There’s an East Coast supermarket chain called Shoprite that runs a Can Can sale every January, accompanied by, of course, the jingle “Now Shoprite does the can-can selling lots of brands of everything in cans cans…” etc. to the tune of the traditional can-can song.
This year, they’ve added a mustached MC, who responds to the can-can dancers with “Oui, oui, mon cheri…” And every. Single. Time. I think, “No, if he’s talking to one, it should be 'ma cherie,” and if he’s talking to them all…"
Use of the word “challenge”. “Take the <our product> challenge!” or, alternatively, “Tired of <product> that doesn’t work? Challenge that thinking with <our product>.”. Invariably, the challenge boils down to: Step 1) Buy our product. Step 2) You win the challenge! Congratulations!

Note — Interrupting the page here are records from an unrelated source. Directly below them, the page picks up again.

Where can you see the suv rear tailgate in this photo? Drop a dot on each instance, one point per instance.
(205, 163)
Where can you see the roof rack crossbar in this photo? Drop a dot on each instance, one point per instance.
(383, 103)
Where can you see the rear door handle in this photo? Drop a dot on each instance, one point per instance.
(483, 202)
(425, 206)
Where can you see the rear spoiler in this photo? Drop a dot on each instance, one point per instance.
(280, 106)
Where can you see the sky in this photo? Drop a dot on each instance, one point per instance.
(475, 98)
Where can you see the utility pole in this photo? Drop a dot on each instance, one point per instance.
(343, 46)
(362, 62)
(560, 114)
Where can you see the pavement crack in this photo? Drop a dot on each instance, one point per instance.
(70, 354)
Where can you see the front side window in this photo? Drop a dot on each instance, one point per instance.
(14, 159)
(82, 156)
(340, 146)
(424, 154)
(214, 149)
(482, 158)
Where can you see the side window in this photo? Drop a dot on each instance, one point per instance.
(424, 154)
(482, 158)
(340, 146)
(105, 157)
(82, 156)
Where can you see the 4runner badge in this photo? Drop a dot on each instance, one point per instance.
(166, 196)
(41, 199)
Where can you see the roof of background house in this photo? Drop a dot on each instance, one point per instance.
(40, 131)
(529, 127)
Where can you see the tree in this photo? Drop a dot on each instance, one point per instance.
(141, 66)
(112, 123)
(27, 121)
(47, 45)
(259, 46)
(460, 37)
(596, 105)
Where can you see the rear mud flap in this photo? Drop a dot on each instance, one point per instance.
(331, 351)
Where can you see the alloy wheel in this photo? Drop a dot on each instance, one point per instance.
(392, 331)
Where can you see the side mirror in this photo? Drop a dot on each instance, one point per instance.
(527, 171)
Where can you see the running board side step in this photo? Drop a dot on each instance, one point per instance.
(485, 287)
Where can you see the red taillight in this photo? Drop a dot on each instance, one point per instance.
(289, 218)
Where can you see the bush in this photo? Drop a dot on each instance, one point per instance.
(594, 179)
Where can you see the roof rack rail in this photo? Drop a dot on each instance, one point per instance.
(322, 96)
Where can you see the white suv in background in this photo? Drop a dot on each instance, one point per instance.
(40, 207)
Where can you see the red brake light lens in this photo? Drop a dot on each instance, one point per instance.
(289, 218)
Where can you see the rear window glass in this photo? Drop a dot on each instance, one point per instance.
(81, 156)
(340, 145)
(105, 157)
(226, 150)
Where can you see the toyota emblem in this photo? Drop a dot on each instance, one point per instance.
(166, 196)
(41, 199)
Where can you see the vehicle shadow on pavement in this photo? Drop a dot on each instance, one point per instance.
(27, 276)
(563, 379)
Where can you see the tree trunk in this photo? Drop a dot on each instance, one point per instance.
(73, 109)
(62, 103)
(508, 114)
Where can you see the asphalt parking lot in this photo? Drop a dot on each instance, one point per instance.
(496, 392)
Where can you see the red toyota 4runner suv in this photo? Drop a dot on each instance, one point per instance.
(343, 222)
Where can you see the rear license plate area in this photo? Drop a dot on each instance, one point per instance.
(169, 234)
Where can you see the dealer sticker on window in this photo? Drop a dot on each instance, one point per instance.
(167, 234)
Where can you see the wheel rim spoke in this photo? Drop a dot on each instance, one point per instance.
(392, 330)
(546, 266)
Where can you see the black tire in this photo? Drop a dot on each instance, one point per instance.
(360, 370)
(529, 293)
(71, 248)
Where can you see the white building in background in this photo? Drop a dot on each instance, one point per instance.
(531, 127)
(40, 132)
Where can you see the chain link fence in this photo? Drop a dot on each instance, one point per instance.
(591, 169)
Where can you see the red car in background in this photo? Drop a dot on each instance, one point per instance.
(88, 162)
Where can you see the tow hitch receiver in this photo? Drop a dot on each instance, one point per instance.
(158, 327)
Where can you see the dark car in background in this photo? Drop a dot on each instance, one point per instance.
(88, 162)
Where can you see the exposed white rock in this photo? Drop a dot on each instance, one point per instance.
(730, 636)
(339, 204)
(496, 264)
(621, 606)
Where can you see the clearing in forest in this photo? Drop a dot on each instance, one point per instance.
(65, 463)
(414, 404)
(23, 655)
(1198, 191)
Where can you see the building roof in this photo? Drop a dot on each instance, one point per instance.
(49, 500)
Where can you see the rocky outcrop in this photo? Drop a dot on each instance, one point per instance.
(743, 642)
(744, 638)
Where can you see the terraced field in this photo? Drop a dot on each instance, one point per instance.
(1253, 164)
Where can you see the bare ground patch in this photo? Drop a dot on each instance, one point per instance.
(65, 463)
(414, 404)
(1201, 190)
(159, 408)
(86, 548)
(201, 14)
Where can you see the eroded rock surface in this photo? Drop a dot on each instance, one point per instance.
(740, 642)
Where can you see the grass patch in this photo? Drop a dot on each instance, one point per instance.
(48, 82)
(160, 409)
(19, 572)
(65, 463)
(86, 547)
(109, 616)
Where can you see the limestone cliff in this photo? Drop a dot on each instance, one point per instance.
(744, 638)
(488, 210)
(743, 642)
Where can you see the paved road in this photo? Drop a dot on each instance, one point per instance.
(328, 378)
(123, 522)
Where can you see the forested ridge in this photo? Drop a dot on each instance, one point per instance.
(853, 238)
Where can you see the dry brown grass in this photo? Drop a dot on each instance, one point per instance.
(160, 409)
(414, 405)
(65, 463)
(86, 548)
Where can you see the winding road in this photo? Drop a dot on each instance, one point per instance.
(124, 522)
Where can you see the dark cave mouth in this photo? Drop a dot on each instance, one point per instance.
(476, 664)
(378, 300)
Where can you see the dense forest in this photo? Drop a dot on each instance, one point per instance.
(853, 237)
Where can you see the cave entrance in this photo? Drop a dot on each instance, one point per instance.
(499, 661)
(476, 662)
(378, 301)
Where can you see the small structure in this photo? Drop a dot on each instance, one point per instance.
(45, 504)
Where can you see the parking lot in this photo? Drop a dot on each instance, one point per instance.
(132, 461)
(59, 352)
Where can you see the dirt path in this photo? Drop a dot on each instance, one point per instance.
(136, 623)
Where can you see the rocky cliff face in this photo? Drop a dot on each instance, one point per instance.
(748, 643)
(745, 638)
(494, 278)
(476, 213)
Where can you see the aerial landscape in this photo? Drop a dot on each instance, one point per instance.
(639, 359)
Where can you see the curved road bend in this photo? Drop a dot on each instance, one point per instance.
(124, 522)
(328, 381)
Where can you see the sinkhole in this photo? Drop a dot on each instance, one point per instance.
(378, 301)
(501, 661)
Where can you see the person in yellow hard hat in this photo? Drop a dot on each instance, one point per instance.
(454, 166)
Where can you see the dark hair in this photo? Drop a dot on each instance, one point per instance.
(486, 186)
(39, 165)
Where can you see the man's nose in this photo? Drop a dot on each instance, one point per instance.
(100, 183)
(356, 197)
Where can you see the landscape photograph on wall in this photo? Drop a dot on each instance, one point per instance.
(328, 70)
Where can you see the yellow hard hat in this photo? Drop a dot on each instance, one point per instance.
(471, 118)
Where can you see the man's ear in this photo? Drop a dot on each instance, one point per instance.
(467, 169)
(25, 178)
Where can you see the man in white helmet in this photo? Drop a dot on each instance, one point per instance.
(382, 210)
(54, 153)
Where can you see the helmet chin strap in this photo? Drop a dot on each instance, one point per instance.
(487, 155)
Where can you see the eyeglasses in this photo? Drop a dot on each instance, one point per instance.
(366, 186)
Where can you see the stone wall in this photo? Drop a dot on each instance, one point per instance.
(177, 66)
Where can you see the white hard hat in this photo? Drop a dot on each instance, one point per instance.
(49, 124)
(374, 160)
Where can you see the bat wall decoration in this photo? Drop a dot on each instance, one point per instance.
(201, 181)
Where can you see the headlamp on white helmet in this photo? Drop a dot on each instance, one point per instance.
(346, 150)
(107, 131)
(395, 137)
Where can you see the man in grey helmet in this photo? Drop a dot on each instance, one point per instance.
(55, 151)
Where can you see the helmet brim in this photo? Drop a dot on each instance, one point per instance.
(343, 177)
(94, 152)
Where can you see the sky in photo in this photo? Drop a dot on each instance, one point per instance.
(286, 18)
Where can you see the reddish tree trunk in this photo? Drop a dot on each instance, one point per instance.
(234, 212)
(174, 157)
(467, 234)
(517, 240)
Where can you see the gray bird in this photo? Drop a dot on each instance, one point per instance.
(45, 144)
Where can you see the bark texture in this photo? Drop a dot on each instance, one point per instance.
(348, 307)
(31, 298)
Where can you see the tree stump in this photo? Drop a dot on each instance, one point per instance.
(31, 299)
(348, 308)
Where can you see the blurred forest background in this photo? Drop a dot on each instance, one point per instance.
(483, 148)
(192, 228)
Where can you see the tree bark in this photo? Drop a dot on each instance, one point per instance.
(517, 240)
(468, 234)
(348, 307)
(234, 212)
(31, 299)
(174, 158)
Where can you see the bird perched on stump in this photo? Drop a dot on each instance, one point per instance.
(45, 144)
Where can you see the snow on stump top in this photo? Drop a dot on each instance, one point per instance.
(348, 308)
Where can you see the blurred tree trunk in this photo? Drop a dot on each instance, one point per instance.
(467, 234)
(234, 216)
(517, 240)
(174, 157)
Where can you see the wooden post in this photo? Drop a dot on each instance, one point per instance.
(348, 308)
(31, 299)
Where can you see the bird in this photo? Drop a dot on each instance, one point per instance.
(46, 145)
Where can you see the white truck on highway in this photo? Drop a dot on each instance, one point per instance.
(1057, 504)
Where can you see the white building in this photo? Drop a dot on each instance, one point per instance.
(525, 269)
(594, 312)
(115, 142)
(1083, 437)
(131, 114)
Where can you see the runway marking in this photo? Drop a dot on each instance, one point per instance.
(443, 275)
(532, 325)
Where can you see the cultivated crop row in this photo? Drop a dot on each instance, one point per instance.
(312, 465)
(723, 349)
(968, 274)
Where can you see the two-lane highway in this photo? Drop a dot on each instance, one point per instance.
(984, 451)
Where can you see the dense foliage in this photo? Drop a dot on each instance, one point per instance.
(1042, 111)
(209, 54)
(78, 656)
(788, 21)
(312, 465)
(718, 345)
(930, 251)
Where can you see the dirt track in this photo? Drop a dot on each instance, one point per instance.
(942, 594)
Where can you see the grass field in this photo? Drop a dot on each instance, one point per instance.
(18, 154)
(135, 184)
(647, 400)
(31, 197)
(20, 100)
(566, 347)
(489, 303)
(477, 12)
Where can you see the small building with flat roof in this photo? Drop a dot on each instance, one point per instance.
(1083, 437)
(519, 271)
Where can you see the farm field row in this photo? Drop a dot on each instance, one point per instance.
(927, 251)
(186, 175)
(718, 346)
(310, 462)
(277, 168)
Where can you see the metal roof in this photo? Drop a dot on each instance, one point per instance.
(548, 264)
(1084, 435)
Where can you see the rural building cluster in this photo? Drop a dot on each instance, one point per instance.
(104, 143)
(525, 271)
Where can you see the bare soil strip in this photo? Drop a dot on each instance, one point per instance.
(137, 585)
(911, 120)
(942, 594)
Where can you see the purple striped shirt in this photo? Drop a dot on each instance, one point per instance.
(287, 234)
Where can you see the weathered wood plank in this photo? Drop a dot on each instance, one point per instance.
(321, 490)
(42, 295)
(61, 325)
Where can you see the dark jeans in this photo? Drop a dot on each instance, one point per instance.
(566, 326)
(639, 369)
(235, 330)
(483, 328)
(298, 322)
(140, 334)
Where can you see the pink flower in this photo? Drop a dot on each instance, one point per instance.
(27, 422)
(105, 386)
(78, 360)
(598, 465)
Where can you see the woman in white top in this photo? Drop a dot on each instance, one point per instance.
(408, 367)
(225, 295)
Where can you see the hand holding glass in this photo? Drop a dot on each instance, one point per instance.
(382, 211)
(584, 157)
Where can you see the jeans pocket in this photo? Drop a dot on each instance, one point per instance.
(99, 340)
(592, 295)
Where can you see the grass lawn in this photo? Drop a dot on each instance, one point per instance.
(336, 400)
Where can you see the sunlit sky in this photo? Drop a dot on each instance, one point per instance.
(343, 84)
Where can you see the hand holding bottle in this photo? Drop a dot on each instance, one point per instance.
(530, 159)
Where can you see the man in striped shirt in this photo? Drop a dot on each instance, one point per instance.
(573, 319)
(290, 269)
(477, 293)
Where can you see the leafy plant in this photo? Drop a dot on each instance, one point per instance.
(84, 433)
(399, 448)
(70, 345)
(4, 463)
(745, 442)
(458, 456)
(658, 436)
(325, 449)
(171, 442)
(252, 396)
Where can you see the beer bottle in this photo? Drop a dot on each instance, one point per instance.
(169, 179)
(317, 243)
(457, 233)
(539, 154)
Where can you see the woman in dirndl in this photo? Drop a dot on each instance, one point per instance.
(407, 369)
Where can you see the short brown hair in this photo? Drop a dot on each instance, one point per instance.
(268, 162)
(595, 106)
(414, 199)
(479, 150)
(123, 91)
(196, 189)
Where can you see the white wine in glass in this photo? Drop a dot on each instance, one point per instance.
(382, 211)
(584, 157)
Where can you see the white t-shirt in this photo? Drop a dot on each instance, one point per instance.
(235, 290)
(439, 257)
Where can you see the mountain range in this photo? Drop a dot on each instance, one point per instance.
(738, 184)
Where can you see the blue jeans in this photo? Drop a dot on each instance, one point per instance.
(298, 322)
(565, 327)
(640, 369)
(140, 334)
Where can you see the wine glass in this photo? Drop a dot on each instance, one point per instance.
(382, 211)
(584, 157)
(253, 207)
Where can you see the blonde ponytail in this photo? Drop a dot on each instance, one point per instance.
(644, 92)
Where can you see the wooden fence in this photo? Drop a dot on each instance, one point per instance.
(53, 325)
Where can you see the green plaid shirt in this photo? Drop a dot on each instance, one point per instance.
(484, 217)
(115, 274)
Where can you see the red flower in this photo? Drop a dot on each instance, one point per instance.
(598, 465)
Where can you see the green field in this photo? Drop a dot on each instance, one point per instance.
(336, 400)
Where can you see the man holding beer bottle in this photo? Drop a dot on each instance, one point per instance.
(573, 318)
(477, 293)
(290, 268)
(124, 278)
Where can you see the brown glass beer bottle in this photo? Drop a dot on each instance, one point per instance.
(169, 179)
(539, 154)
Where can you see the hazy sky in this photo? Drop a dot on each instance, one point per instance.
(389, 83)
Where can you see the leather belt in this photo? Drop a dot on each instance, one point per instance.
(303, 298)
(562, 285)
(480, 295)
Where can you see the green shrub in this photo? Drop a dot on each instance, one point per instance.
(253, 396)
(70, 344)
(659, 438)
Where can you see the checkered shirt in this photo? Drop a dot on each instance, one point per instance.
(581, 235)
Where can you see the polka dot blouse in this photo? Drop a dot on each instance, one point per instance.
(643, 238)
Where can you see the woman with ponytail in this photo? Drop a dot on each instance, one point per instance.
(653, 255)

The trend of having women be manipulative, shrill bitches to their husbands/boyfriends who just meekly go along with it. I call them the “pussy-whipped Steves.”
We have a local establishment that has an annoying commercial. To a bombastic orchestral soundtrack, we hear a female narrator ponderously intoning, “The Wooster Inn: A place…to dine. A place…to meet. A place…for friends.” And so on. The thing that annoys me is that the narrator pronounces “a” not as a schwa but as the first letter of the alphabet. When the commercial comes on, my son and I always say, “A place…to mispronounce the indefinite article.”
BofA has a commercial touting their cash back percentages. It shows clips of people saying “one”, “two”, “three”, “one”… and so on.
Kit Kat has those annoying rat-a-tat-tat snapping and chomping of candy bars. The disgusting open mouth shots notwithstanding, it is a lot of the same noise over and over and over and…
JG Wentworth has that one where everybody on the bus starts singing opera to get your money NOW! Fat Loud Opera Men In Drag? Bad on sooo many levels.
Seems like each promo for Conan’s nightly show find some way to be annoying. I don’t have any one gripe, but I think he’s annoying in general.
I’m not surprised that I’m not the only one who hates that commercial. Insta-channel change! There are lots of others, but that disgusting Kit Kat crunching commercial is one of the worst.
I often wonder if TV stations or advertisers realize how annoying commercials can cause people to change channels or press mute. Along those lines, the other thing with commercials in general is when they jack up the volume level to about double of what it was for the program. Same deal, instant mute or channel change.
They used to run an ad for Grape Nuts where a guy was sitting on a log at a campsite and didn’t hear the bear approaching from behind because he was crunching away on cereal. The crunching sound, with swishy saliva undernotes, made my skin crawl. I could not grab the remote fast enough!
Bumbling Dads who can’t make a simple breakfast for the kids without burning down the house, who can’t do simple chores without an ensuing disaster, who can’t wash a load of clothes without flooding the house, who can’t change a diaper without infinitely smarter Mom stepping in to set him straight.
There was one a few years ago, I think for some kind of calcium supplement, that had this sort of crackly-snappy background sound. The first time I heard it I thought, “what is that, the breaking bones sound effect or something?” and it weirded me out so bad that all I could think of whenever that commercial came on was snapping bones. Definite channel change moment.
TV show promos that say something like “It’s the most controversial episode of *The Good Wife *yet!!!”
No, no, no. You don’t get to call your own show “controversial.” If somebody else takes notice of it, and there’s some actual public debate over it, then maybe there’s a controversy. But not just because you say so.
The phrase “All-New” in promoting TV shows. “It’s an **All New **Chef With Pants On Fire” or whatever the show is. What are they normally only partially new? Sometimes, they’ve only shown one or two episodes in total and are making this claim. So what?
I hate that as well. Tide is running a commercial now with a normal stay-at-home dad that is coping well and running the house (well, the laundry anyway). Made me happy.